The Jerusalem Post

Netanyahu against the world

- • By GIL HOFFMAN

When Prime Minister Benjamin Netanyahu went to Washington in January for the unveiling of US President Donald Trump’s Middle East peace plan, he had unpreceden­ted support behind him.

His main competitio­n in the upcoming election, Blue and White leader Benny Gantz, wholeheart­edly endorsed the plan, as did leaders from across the Israeli political spectrum excluding the disempower­ed far Left.

Netanyahu even boasted to The Jerusalem Post a month after the plan’s unveiling that if a Democrat would win the November US presidenti­al election, he would have no choice but to implement the plan.

Since then, that consensus has crumbled little by little, proving that unveiling the plan when it was still half-baked, in order to boost Netanyahu politicall­y, may not have been the smartest move in retrospect.

Five months after Gantz praised the plan in Washington, he is now saying that recovering from the coronaviru­s is more urgent. Gantz, who just hired a team of new advisers, is acting increasing­ly independen­t.

“A major political incident that can dismantle the government could happen any day,” Gantz warned in an interview with Ynet on Tuesday, in which he flexed long underused political muscles and revealed his still existent spine.

The Right, which was in Netanyahu’s pocket when the plan was revealed, is arguably more divided now than it has been in 28 years, when a number of splits in the camp helped elect Yitzhak Rabin as prime minister. When Trump’s plan is debated on the airwaves, the most interestin­g debates are not between Right and Left but between one settler leader and another.

Shortly after the plan’s release, Yamina leader Naftali Bennett said the country was standing before a once-in-a-lifetime opportunit­y to “determine the territory or our country” and “an opportunit­y to bring all the Israeli settlement­s in the Land of Israel into the sovereign State of Israel.”

Now Bennett is warning from the opposition against key elements in the plan, and his political partner, Yamina faction head Ayelet Shaked told the Post’s conference on Tuesday that if Netanyahu takes steps toward creating a Palestinia­n state, the Right is done with him.

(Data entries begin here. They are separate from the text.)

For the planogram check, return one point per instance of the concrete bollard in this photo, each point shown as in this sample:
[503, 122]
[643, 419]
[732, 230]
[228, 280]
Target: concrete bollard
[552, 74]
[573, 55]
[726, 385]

Right-wing American Jewish leaders who came to the plan’s unveiling have been strangely silent lately, and more mainstream US Jewish leaders have been keeping their distance, waiting for the final version of the plan to come out.

Trump’s advisers are reportedly also divided. And if Netanyahu had Joe Biden in mind when he spoke about a Democratic president implementi­ng the plan, he either spoke too soon or knows something the world doesn’t about what Biden says behind closed doors that is very different than what he says on the campaign trail.

The good news for Netanyahu is that none of the people he has lost can stand in the way of him implementi­ng the plan, no matter what its final version will say.

If proponents of the plan initially praised it for putting decisions in Israel’s hands, it now puts decisions in the hands of the prime minister. Netanyahu went through three elections to get 18 months in power to implement the plan, and he is not going to squander it.

It is Netanyahu against the world. And that is the way he has always liked it.